Die Zahl der Kontaktpads für Prozessoren wächst ständig. War einst der Intel LGA 775-Anschluss überraschend, so ist heute LGA 1200 bereits gang und gäbe, und schon bald erscheint LGA 1700. Im Server-Segment sieht die Realität noch härter aus: Die ersten beiden Generationen von Xeon Scalable hatten 3647 Kontakte, und die drittens, Ice Lake-SP , hat mit dem Anschluss des LGA 4189-Steckers die vierte Tausend überschritten, aber wie sich jetzt herausstellt, ist dies alles andere als ein Rekord.
So viele Server-Prozessoren sind leider keine Laune, sondern eine dringende Notwendigkeit: Trotz der Entwicklung subtilerer technischer Verfahren wächst der Stromverbrauch und damit auch die aufgenommenen Ströme. Außerdem müssen Sie für Multi-Channel-Speicher und PCI-Express-Controller bezahlen. Bis vor kurzem wurde der Rekord von Intel Cascade Lake-AP mit BGA-5903-Packaging gehalten, aber das ist nicht die Grenze.

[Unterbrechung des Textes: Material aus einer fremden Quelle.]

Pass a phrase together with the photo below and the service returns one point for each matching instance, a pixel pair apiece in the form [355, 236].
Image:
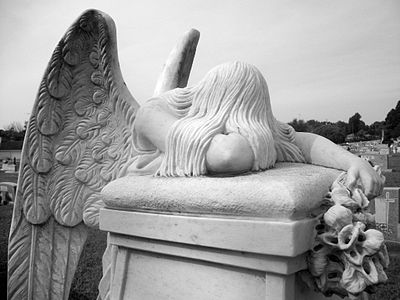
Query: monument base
[244, 239]
[155, 256]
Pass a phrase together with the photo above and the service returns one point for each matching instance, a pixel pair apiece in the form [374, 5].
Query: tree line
[355, 129]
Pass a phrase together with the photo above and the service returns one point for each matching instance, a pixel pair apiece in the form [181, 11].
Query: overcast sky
[322, 59]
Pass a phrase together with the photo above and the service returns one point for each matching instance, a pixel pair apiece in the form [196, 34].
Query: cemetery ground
[87, 277]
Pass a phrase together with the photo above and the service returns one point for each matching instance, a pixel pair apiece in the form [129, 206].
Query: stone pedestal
[239, 237]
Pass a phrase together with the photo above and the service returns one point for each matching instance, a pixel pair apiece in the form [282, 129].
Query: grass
[89, 271]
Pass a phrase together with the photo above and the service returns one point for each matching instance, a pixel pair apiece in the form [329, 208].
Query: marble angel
[86, 130]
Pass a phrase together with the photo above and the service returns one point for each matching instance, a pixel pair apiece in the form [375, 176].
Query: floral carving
[349, 256]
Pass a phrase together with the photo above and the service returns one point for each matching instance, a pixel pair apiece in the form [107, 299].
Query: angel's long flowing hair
[232, 97]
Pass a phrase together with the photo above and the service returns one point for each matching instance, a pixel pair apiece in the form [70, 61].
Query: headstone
[386, 208]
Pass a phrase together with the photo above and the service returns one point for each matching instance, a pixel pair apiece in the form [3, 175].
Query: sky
[322, 59]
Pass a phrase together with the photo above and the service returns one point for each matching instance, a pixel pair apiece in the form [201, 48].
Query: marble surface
[289, 191]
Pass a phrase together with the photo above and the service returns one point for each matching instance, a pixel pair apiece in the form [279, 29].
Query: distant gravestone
[386, 211]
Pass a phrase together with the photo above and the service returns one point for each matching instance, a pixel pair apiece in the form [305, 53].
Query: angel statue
[86, 130]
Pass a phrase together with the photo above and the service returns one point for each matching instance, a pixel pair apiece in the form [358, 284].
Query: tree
[392, 121]
[355, 123]
[331, 132]
[14, 131]
[299, 125]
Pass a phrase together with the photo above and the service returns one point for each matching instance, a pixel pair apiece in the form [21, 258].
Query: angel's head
[232, 97]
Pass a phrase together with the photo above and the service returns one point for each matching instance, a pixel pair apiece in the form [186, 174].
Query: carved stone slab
[290, 190]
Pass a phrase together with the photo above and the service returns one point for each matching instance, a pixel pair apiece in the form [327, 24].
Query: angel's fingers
[351, 180]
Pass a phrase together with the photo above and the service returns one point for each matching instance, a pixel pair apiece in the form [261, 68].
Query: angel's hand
[371, 181]
[229, 154]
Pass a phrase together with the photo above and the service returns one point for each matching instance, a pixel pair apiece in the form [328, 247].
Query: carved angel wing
[79, 138]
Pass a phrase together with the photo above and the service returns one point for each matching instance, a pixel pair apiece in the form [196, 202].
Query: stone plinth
[241, 237]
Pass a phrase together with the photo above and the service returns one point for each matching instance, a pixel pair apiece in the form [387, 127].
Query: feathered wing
[79, 138]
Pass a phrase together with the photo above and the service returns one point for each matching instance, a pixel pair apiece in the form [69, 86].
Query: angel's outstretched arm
[78, 139]
[318, 150]
[227, 153]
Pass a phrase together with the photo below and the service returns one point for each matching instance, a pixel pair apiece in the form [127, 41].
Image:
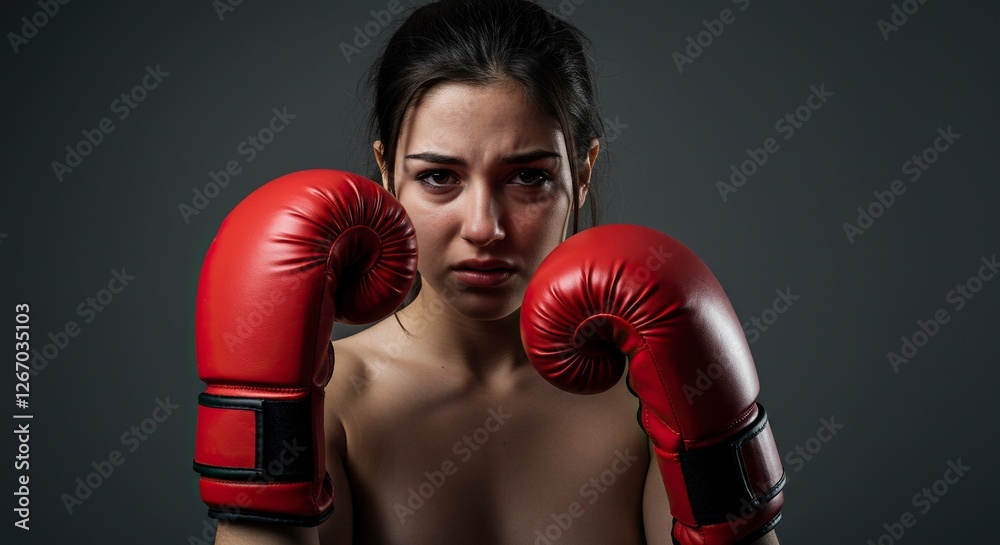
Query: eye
[434, 178]
[531, 177]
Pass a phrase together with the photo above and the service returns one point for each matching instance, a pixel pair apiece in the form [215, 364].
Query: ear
[586, 169]
[377, 147]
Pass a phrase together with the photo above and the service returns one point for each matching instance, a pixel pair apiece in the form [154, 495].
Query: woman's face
[485, 179]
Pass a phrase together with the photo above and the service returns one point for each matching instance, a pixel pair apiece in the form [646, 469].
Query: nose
[481, 223]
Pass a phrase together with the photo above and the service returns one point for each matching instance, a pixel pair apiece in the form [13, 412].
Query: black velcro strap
[283, 439]
[718, 481]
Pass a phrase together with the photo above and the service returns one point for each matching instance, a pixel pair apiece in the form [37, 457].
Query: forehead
[469, 120]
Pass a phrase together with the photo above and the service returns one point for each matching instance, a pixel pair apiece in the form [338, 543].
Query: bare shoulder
[360, 361]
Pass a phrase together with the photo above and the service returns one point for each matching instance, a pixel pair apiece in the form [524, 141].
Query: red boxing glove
[622, 292]
[298, 253]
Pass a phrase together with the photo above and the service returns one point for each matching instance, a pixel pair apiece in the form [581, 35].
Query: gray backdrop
[908, 277]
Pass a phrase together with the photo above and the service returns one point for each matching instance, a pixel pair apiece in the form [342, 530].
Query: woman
[439, 430]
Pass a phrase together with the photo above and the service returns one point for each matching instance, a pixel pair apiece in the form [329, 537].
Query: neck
[484, 349]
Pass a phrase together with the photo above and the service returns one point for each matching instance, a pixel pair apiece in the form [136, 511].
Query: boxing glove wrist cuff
[735, 478]
[254, 440]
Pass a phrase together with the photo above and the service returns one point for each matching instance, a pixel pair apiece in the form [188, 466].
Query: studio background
[217, 77]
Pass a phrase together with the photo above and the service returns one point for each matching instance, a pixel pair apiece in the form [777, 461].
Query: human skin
[453, 409]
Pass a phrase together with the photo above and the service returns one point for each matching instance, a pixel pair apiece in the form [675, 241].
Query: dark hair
[483, 42]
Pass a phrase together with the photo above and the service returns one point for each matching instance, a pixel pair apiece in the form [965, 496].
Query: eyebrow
[517, 158]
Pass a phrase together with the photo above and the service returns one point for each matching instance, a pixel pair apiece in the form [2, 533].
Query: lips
[483, 273]
[484, 265]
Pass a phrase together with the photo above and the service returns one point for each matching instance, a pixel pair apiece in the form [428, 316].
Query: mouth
[483, 274]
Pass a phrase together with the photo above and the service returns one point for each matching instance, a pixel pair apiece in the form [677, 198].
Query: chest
[498, 468]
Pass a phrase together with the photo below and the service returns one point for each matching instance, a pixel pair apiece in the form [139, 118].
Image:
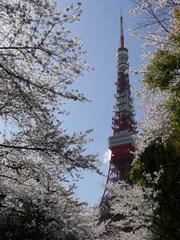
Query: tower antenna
[122, 31]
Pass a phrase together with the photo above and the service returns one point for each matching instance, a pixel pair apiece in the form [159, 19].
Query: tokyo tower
[121, 143]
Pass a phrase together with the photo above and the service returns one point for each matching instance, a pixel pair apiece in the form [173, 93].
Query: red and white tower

Die künftige Birch Stream-AP-Plattform, auf der Intel-Chips mit dem Codenamen Sierra Forest arbeiten sollen, soll nach Angaben ausländischer Quellen Prozessorsockel mit 7529 Pins erhalten, für diese Prozessoren werden bereits Interposer-Substrate produziert. Selbst die hochperformante Serverplattform der nächsten Generation von Sapphire Rapids, die bekanntlich für DDR5 und PCIe 5.0 ausgelegt ist, wird auf nur 4667 Pins beschränkt sein.
Ich muss sagen, dass es sich um eine Plattform handelt, die frühestens Ende 2023 veröffentlicht wird, und die Plattform ist ziemlich spezifisch, was durch die Buchstaben AP (Advanced Performance) im Codenamen angedeutet wird. Der gleiche Cascade Lake-AP (Xeon 9200) war ein "Verkleben" von zwei Xeon 8200-Kristallen in einem gemeinsamen Gehäuse und wurde nur mit dem Mainboard geliefert.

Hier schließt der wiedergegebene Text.